Zadjali asks Islamic bankers to launch services carefully
Hashim Al Hashmi

MUSCAT HE Hamoud Bin Sangour Al Zadjali, Executive President of Central Bank of Oman, urged all Islamic banks and commercial banks, which plan to set up separate branches to provide Islamic banking service in accordance with Sharia, to be careful and take necessary precaution before implementing the same as these service are new in the Sultanate.

The launching of Islamic banking will be an addition to existing banking service provided by the commercial banks, and this will increase deposit, credit and profitability of banks, he said in an interview to Oman Tribune.

Personal loans occupy about 41 per cent of the total credit extended by banks and the outstanding personal loans stood at 5605.80 million rials at the end of June 2012, he added.

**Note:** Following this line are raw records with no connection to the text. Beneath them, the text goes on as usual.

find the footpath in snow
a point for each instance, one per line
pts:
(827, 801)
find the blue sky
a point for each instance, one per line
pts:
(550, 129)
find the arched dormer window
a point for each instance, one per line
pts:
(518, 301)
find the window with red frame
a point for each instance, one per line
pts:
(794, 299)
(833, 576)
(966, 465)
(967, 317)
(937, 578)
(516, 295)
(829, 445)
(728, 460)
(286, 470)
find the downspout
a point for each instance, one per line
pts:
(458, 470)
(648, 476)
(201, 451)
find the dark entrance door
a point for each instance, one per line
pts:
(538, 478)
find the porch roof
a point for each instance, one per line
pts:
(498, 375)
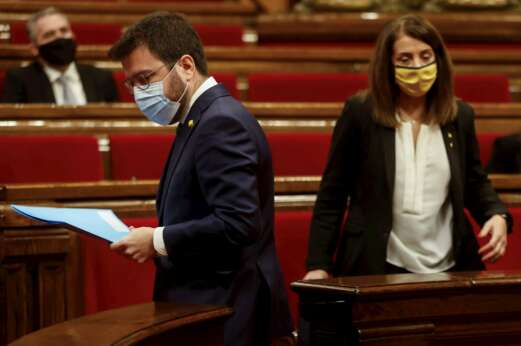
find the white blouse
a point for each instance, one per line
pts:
(421, 238)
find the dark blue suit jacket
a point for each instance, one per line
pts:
(216, 202)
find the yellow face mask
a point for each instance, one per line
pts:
(416, 81)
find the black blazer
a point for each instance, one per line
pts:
(30, 85)
(506, 155)
(361, 169)
(216, 202)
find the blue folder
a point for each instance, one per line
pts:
(101, 223)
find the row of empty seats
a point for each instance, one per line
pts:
(108, 33)
(76, 158)
(327, 86)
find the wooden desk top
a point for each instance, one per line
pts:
(125, 326)
(407, 284)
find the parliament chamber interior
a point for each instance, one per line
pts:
(291, 63)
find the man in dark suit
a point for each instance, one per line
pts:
(215, 203)
(54, 77)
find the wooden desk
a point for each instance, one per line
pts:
(472, 308)
(144, 324)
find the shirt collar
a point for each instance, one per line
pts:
(207, 84)
(71, 73)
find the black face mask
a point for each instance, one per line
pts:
(59, 52)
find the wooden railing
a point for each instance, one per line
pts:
(144, 324)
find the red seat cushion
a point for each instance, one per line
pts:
(139, 156)
(304, 87)
(299, 153)
(291, 239)
(482, 88)
(229, 80)
(43, 159)
(85, 33)
(486, 142)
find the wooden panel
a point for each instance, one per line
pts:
(52, 292)
(19, 298)
(144, 324)
(424, 309)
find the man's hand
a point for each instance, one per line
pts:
(138, 245)
(496, 227)
(316, 274)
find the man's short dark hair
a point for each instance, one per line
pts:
(167, 35)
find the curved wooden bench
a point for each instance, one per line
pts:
(143, 324)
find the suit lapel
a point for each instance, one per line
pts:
(182, 137)
(387, 135)
(452, 146)
(88, 85)
(43, 85)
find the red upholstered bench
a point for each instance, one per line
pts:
(299, 153)
(482, 88)
(2, 77)
(304, 87)
(229, 80)
(86, 33)
(112, 281)
(291, 240)
(486, 142)
(43, 159)
(139, 156)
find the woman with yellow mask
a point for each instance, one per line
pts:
(404, 164)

Regarding amendments to the banking law and the date of issuing regulations on Islamic banking, he said the Board of Governors of the CBO reviewed the legal set up for banking in the Sultanate and decided to make amendments in the Banking Law issued via Royal Decree no. 114/2000 related to Islamic banking.

“To achieve this, we have conducted a number of seminars and workshops on Islamic banking in coordination with various government agencies. Moreover, we invited foreign experts with long experience in the field for the seminars and they delivered lectures on the subject,” he said.

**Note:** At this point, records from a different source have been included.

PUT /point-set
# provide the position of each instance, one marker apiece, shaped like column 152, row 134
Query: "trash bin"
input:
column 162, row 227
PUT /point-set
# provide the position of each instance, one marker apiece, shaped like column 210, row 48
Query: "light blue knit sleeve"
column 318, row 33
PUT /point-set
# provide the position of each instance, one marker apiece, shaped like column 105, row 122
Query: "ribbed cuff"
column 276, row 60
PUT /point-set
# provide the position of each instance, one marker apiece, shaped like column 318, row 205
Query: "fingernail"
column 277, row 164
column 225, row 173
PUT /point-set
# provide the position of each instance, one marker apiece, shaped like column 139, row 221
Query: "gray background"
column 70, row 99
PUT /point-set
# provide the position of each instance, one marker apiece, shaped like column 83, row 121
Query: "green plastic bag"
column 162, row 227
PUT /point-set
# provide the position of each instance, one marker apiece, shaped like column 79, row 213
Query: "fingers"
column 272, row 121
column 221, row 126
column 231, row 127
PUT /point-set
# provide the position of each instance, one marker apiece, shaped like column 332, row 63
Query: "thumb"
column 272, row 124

When queried about the merger between Oman International Bank and HSBC, he said the merger is a good idea and this will create one of the largest and powerful banking entities. This will also increase their competitiveness in the era of globalisation.

There were instances of many successful mergers between national banks in the Sultanate in the past. This happened mainly due to social and economic factors, technical developments in the field and many other advantages, he added.

The merged banks were able to increase the number of branches, their capitals and the net asset value.

According to available statistics, the average capital adequacy ratio of the commercial banks is 15.9 per cent of the total risk-weighed assets at the end of 2011, compared to the ratio set by the CBO of 12 per cent, he said.